Pressing di Confindustria: «Delude il piano crescita»

ROMA – Bene il rigore, ma ancora non c’è la scossa all’economia che le imprese ritengono non più rinviabile. Con il Documento di economia e finanza (Def) e Piano nazionale delle riforme (Pnr) non è stato centrato – è il giudizio delle associazioni di imprenditori – l’obiettivo di affiancare alle misure per la stabilità dei conti pubblici quelle per il sostegno a crescita e sviluppo. Per Confindustria è condivisibile che ‘’senza stabilità della finanza pubblica non è possibile lo sviluppo economico’’, ma, ed in particolare oggi in questa delicata fase per l’economia del Paese indebolita dalla crisi, ‘’è vera anche la relazione inversa: senza crescita è molto difficile conseguire la stabilità finanziaria’’.


Così via dell’Astronomia, ha spiegato il dg Giampaolo Galli, giudica il Pnr ‘’deludente per quanto attiene alle azioni concrete’’ per crescita e competitività. E chiede:
– Serve uno scatto di orgoglio per affrontare le urgenze del Paese.


Così anche Rete Imprese Italia, che condivide l’obiettivo del pareggio di bilancio per il 2014, ma ritiene ‘’insufficienti’’, un ‘’limite’’ del documento del governo, le misure per lo sviluppo. Lo ha indicato in rappresentanza dell’organizzazione delle pmi Cesare Fumagalli, segretario generale di Confartigianato: mancano, dice, ‘’quelle indicazioni che si configurerebbero come una scossa all’economia italiana, c’è un apprezzabile realismo, ma c’è sicuramente più enfasi per la stabilità che per la crescita’’.


Posizioni espresse nel round di audizioni in Parlamento, di fronte alle Commissioni finanze e bilancio di Camera e Senato in seduta congiunta. Per Confindustria l’impegno di risanamento indicato dal governo nel Def è ‘’estremamente ambizioso’’, con manovre il biennio 2013-2014 da ‘’circa 39 miliardi, cifra ben superiore a quella di 25 miliardi approvata la scorsa estate’’. Dati che, ha indicato ai parlamentari il direttore generale Giampaolo Galli ‘’delineano uno sforzo di gran lunga superiore a quello compiuto negli anni ‘90 per rispettare i parametri di Maastricht e partecipare fin dall’inizio alla moneta unica europea’’.

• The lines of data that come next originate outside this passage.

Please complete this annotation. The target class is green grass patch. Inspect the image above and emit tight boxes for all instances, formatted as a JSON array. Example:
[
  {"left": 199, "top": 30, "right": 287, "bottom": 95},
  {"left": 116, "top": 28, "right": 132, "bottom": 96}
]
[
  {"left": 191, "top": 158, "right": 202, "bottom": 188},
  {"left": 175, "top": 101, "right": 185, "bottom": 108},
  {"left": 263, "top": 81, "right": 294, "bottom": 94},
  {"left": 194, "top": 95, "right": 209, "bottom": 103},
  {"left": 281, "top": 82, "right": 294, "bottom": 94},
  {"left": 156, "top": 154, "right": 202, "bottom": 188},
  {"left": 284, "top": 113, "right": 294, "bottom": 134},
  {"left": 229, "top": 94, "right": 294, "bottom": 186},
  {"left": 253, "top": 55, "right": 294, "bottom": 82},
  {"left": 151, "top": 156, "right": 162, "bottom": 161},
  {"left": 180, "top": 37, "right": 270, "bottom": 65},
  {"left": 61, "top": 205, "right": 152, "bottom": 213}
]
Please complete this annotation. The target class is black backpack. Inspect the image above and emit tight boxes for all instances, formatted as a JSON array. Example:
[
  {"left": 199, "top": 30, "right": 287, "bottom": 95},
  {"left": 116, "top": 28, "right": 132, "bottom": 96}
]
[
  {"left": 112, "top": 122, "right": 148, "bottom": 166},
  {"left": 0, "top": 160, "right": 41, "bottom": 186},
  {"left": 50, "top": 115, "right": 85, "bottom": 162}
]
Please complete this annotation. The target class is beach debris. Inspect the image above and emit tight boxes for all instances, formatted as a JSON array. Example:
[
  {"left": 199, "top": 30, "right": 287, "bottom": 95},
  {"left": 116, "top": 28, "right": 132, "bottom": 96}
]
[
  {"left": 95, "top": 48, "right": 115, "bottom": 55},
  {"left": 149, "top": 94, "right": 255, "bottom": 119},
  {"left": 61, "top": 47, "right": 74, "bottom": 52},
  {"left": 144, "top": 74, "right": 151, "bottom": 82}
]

A preoccupare gli industriali anche il taglio degli investimenti pubblici, che ‘’scenderebbero a 27 miliardi già nel 2012, erano 38 miliardi nel 2009. Si tratta di una diminuzione consistente che avrà effetti di lungo periodo sull’infrastrutturazione del Paese ed è in contrasto con le raccomandazioni dell’Unione Europea, che chiede di effettuare il risanamento senza penalizzare la spesa in infrastrutture’’. E se si da atto al governo di aver adottato un quadro di previsioni macroeconomiche più realistico, le stime ‘’sottolineano ulteriormente quanto siano impegnativi gli obiettivi di riduzione del disavanzo pubblico’’ e, ribadiscono gli industriali, ‘’sottolineano altresì quanto sia urgente mettere in atto le misure per rilanciare la crescita economica’’.